Sette monaci nel cuore della tempesta
di ENZO BIANCHI
Tutto nella loro vita ci consente di affermare che non sono morti diversamente da come sono vissuti: in un incessante cammino di conversione, in un rinnovato dono di sé e della propria vita
La Stampa, 9 luglio 2008
Domenica scorsa Valerio Pellizzari su queste pagine ha proseguito la sua inchiesta, avviata con un’intervista a p. Armand Veilleux il 1° giugno, sulle circostanze ancora non chiarite dell’uccisione di sette monaci trappisti in Algeria, avvenuta più di dodici anni or sono. Il suo accurato lavoro fornisce un quadro abbastanza coerente e verosimile a una serie di notizie, ipotesi, dubbi e perplessità emerse a più riprese in questi anni in cui ben poco è stato fatto per giungere a una ricostruzione attendibile di quanto realmente accaduto.
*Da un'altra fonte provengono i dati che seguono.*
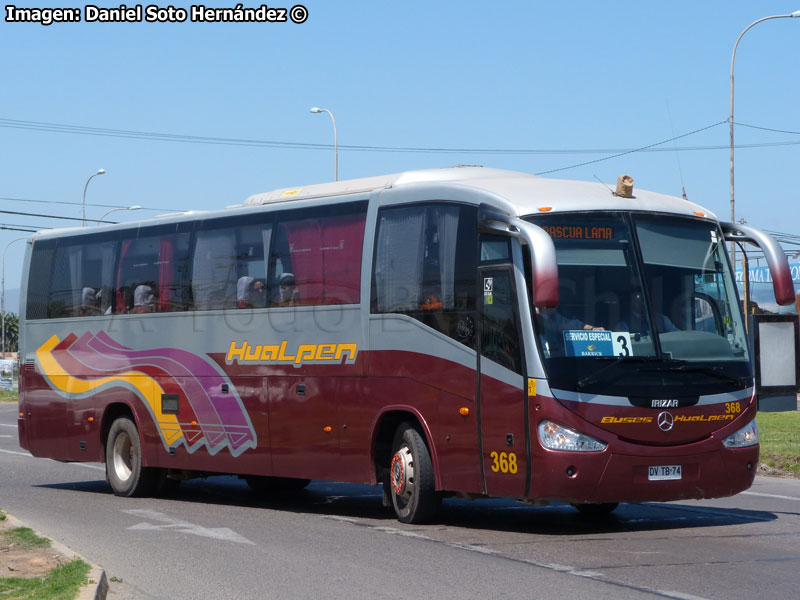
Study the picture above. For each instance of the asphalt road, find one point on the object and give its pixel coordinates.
(217, 539)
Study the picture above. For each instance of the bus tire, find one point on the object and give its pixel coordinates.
(602, 509)
(124, 470)
(411, 479)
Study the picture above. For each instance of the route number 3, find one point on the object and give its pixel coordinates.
(504, 462)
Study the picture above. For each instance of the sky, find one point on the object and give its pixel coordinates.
(545, 86)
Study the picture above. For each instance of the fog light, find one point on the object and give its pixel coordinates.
(746, 436)
(558, 437)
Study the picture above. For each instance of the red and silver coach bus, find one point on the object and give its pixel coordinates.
(464, 331)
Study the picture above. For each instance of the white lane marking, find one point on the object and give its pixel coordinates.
(17, 453)
(779, 497)
(88, 466)
(170, 524)
(85, 465)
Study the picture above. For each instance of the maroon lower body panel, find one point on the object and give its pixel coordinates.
(609, 477)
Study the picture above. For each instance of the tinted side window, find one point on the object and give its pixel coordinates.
(426, 266)
(316, 258)
(229, 268)
(39, 280)
(83, 276)
(152, 273)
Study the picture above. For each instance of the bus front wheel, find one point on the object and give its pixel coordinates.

Anche all’interno della chiesa e tra quanti sono stati più vicini ai monaci uccisi vi sono due distinti atteggiamenti, entrambi comprensibili: da un lato il desiderio che anche la tragica morte dei monaci fosse vissuta in continuità con la loro testimonianza di vita: il dialogo con tutti, la vicinanza a quanti più hanno sofferto tra il popolo negli anni della sanguinosa guerra tra i «fratelli della pianura» (i militari e le forze di sicurezza agli ordini del governo algerino) e i «fratelli della montagna» (i militanti dei gruppi islamici armati), la preghiera e la mitezza per osare l’impossibile, il disarmo e la riappacificazione.